Having put AWC’s hotel division in order and refurbished much of its retail holdings, Wallapa is focused on three big-ticket urban redevelopment projects: a 16.5 billion baht mixed-use development for Bangkok’s Chinatown, an 8.1 billion baht bet on reimagining Pattaya, and a 5.8 billion baht expansion of its sprawling open-air mall in Bangkok called Asiatique The Riverfront.
Bangkok’s colorful Chinatown, which dates back to the 18th century, has long been a tourist magnet and is patronized by locals for its street food. Yet, it lacks adequate parking, subway lines and tourism infrastructure, making it among the most congested parts of the city. Wallapa plans to change that by developing an InterContinental Hotel along with a “very chic” Chinese boutique hotel, shopping outlets in restored heritage buildings, Bangkok’s biggest underground retail mall, parking and storage facilities and a festival market.
While the project—named Woeng Nakhon Kasem after a traditional Chinese market that once stood there—has faced criticism for excessive commercialization, Wallapa says: “We believe we can enrich the community, enhance the culture and history of how Bangkok started. The project is going to be the flagship and become the center of Chinatown.”
Transforming Pattaya—a former recreational playground for U.S. servicemen during the Vietnam War with a sleazy reputation as a sex tourism destination—seems like a high-stakes gamble. But Wallappa doesn’t think so, saying she believes that a new international airport proposed to be built by 2023 and planned rail links connecting Pattaya to Bangkok’s two airports, plus a monorail that will run right by the AWC Center, could turn it into a global getaway like Phuket.

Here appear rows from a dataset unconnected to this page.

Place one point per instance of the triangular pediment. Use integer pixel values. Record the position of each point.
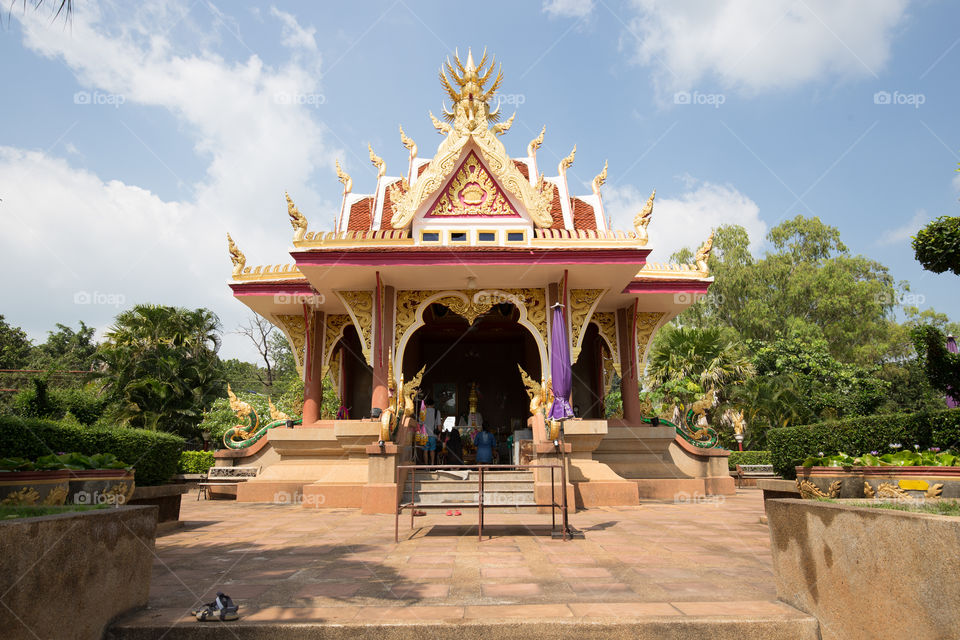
(472, 192)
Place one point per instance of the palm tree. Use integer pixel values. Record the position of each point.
(162, 366)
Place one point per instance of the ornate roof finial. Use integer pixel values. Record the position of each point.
(408, 143)
(236, 257)
(466, 87)
(642, 220)
(345, 178)
(703, 253)
(442, 127)
(297, 220)
(536, 142)
(503, 127)
(600, 179)
(377, 162)
(568, 161)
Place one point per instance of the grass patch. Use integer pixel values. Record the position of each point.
(8, 513)
(936, 507)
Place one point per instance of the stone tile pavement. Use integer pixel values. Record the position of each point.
(285, 563)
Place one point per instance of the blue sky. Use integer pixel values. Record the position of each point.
(137, 136)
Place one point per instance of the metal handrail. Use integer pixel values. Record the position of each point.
(412, 505)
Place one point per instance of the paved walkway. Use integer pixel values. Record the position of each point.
(287, 563)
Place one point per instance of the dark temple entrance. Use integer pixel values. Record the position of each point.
(458, 354)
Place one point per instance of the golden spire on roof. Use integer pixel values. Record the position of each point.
(377, 162)
(236, 256)
(297, 220)
(466, 87)
(536, 142)
(600, 179)
(408, 143)
(642, 220)
(568, 161)
(345, 178)
(703, 253)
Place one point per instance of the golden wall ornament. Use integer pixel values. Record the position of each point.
(236, 257)
(703, 253)
(472, 192)
(295, 328)
(360, 307)
(582, 304)
(377, 162)
(344, 178)
(297, 220)
(646, 326)
(467, 86)
(408, 143)
(599, 180)
(642, 220)
(567, 162)
(606, 322)
(536, 142)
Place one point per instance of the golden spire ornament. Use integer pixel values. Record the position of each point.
(377, 162)
(236, 256)
(297, 220)
(642, 220)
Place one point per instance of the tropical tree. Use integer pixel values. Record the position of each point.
(161, 366)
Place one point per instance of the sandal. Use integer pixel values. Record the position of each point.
(222, 608)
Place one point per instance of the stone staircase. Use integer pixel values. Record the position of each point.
(503, 491)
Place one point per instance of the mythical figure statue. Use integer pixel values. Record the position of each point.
(642, 220)
(703, 253)
(236, 256)
(297, 220)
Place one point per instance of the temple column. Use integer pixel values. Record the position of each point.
(383, 347)
(629, 379)
(312, 368)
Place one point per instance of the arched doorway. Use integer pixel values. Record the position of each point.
(457, 354)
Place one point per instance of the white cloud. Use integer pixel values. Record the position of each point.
(685, 220)
(568, 8)
(80, 233)
(760, 45)
(905, 232)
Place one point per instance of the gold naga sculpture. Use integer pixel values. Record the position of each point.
(642, 220)
(236, 256)
(703, 253)
(297, 220)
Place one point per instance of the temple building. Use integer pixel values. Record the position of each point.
(439, 284)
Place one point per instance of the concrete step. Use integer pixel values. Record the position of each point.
(464, 623)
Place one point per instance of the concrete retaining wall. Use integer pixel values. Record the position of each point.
(66, 576)
(867, 573)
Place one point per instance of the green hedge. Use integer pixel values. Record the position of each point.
(195, 461)
(748, 457)
(789, 446)
(154, 454)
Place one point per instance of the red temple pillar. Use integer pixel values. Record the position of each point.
(312, 365)
(629, 379)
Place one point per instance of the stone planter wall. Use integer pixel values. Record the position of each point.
(867, 573)
(67, 576)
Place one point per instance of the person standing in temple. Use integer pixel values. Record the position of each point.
(486, 443)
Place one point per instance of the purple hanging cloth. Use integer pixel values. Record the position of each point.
(560, 370)
(952, 348)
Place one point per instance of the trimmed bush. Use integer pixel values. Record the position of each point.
(790, 446)
(154, 454)
(748, 457)
(195, 462)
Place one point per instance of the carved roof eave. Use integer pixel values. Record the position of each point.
(494, 155)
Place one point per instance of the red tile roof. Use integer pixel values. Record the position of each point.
(361, 215)
(583, 217)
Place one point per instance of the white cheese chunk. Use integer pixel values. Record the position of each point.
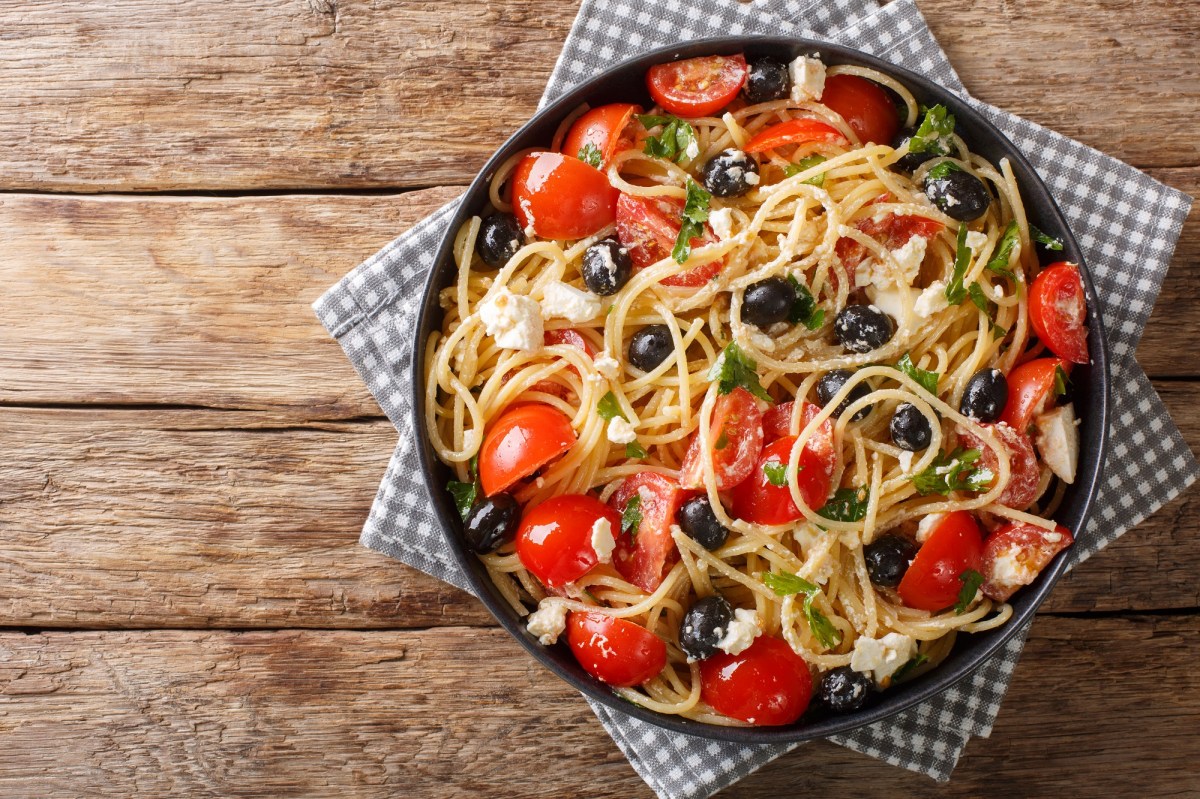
(1057, 442)
(743, 630)
(603, 540)
(549, 620)
(514, 320)
(880, 658)
(564, 301)
(808, 78)
(621, 431)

“Pattaya has a lot of image problems,” says Jeremy O’Sullivan, head of research at real estate consultancy Savills in Thailand. “But they are one of the only companies that could pull something like this off.” Nikhom from Horwath HTL agrees, noting that while AWC has the money and could pull in the right partners to revamp Pattaya, success will largely depend on how quickly public infrastructure develops. Thailand, after all, is known for delays.
AWC’s third big project is to further expand its sprawling 12-acre Asiatique development. Wallapa plans to add a high-end Marriott hotel and residences along with Bangkok’s tallest skyscraper. On board is legendary architect Adrian Smith—whose work includes Shanghai’s Jin Mao Tower and Dubai’s Burj Khalifa—who she says has designed an iconic 100-story riverfront tower.

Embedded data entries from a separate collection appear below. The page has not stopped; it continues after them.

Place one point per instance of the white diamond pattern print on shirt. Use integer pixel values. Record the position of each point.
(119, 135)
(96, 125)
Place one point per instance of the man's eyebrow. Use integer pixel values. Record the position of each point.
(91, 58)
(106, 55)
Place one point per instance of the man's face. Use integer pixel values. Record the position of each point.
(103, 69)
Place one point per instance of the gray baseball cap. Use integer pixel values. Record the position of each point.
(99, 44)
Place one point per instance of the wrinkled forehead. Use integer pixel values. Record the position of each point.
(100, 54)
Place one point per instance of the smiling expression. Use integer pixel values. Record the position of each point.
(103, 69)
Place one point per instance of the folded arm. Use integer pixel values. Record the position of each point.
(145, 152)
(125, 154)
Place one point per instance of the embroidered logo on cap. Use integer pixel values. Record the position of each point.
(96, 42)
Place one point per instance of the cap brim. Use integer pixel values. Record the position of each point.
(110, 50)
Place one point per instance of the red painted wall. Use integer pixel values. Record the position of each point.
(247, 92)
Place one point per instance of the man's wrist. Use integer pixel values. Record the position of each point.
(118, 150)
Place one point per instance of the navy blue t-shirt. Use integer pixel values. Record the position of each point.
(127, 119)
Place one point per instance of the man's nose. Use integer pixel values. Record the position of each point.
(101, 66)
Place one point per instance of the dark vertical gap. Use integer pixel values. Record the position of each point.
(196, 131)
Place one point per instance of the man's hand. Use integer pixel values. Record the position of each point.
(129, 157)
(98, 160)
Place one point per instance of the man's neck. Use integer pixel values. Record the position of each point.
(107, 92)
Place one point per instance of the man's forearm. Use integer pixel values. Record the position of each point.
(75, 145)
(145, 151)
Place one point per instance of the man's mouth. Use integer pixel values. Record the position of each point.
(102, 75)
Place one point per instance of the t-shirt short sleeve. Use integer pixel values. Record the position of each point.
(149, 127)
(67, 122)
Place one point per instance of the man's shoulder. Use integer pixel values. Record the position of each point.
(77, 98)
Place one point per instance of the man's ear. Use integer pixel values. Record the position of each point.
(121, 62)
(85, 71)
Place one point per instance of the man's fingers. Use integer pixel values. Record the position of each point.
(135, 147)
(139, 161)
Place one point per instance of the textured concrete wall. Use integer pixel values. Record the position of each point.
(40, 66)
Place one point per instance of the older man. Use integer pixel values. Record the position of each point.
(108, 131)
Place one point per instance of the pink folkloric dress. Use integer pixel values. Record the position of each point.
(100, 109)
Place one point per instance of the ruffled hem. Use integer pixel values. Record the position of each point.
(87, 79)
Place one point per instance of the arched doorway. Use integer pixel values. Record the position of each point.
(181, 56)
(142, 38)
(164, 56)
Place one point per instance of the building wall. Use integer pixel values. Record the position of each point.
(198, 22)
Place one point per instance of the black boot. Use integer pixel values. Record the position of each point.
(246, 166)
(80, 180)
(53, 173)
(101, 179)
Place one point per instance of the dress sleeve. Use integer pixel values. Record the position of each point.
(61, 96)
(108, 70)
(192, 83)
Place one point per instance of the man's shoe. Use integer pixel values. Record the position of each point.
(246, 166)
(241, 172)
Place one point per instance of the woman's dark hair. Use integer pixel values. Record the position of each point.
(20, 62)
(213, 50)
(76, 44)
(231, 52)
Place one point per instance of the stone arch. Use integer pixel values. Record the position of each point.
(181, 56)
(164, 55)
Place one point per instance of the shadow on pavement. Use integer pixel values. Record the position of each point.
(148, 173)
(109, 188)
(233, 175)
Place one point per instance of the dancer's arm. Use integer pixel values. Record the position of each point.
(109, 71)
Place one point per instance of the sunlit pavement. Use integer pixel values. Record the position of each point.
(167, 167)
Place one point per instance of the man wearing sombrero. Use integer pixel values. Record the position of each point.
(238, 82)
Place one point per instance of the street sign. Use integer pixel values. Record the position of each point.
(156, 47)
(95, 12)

While real estate professionals like O’Sullivan wonder whether the pandemic will cause Thailand to repeat the property fire sale seen during the 1997 Asian financial crisis, Wallapa remains cautious.
Though AWC’s cash pile and deep pockets have attracted many offers for potential deals, prices haven’t dropped to levels she considers attractive. “We’ve had nearly 200 projects offered to us,” says Wallapa, adding that most sellers’ expectations aren’t grounded in reality. “It’s hard to find the right opportunity,” she says. “It’s still an uncertain time.”